I have a RHEL 8.7 physical server with a Tesla P40 installed.
It shows up in lspci output:
…
04:00.0 3D controller: NVIDIA Corporation GP102GL [Tesla P40] (rev a1)
…
However, after installing the downloaded drivers from the licensing portal I can see that:
$ nvidia-smi
NVIDIA-SMI has failed because it couldn’t communicate with the NVIDIA driver. Make sure that the latest NVIDIA driver is installed and running.
and that:
$ dmesg | grep vfio
[ 3.464768] [nvidia-vgpu-vfio] Unable to get symbol for nvidia_vgpu_vfio_get_ops from nvidia.ko
[ 13.558106] [nvidia-vgpu-vfio] Unable to get symbol for nvidia_vgpu_vfio_get_ops from nvidia.ko
I have blacklisted nouveau as suggested in RedHat documentation, but the nvidia_vgpu_vfio driver module will not load.
How can troubleshoot to find the reason why it will not load? What is the correct procedure for installation? It seems like I’ve missed a step somewhere. My server supports SR-IOV and that is enabled in the BIOS. There are no other NVIDIA cards in the system–just the onboard graphics.
I used dnf to install the provided rpm from the download. I’m not sure what else to do with it.
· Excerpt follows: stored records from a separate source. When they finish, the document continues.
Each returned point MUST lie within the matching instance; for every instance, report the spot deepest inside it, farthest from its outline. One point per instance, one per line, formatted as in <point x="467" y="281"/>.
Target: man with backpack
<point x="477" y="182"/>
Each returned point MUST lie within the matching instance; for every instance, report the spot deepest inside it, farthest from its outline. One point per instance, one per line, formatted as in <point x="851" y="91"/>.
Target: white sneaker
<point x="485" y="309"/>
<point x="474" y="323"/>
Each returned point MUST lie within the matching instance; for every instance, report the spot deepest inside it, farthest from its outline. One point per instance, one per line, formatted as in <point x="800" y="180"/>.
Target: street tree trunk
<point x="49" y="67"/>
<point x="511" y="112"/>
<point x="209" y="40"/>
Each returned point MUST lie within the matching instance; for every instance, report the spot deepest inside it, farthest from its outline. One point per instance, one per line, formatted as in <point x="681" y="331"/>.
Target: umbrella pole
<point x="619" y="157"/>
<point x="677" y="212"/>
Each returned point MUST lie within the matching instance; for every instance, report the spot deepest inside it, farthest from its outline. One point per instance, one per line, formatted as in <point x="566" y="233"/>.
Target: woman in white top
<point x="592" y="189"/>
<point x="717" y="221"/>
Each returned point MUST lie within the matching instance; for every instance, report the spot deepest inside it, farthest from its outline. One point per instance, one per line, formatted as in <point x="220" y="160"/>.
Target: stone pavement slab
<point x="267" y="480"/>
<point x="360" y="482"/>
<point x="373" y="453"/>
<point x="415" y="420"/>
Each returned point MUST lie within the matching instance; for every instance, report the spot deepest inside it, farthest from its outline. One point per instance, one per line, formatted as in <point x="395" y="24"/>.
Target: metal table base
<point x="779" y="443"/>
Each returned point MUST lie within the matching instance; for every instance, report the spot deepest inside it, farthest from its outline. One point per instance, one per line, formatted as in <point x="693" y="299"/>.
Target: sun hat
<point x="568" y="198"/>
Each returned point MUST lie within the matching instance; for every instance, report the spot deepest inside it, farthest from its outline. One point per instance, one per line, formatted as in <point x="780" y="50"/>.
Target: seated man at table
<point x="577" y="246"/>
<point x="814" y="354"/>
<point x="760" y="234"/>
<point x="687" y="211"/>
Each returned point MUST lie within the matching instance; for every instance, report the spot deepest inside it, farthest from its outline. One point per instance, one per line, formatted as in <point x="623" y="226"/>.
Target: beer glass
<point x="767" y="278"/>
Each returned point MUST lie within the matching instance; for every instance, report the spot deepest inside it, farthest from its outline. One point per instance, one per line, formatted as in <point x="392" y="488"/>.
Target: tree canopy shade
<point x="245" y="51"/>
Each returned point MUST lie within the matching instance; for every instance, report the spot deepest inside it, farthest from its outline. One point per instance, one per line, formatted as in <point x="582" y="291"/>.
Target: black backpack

It seems others that have had this issue didn’t have nouveau blacklisted as I do.
$ cat /etc/modprobe.d/nvidia-installer-disable-nouveau.conf
blacklist nouveau
options nouveau modeset=0
and
$ lsmod | grep nouveau
$ – no output –
But I do see it in lspci -k
$ lspci -k | grep nvidia
Kernel modules: nouveau, nvidia_vgpu_vfio, nvidia
How is this driver supposed to work?
This is the file I downloaded
NVIDIA-GRID-RHEL-8.7-525.85.07-525.85.05-528.24.zip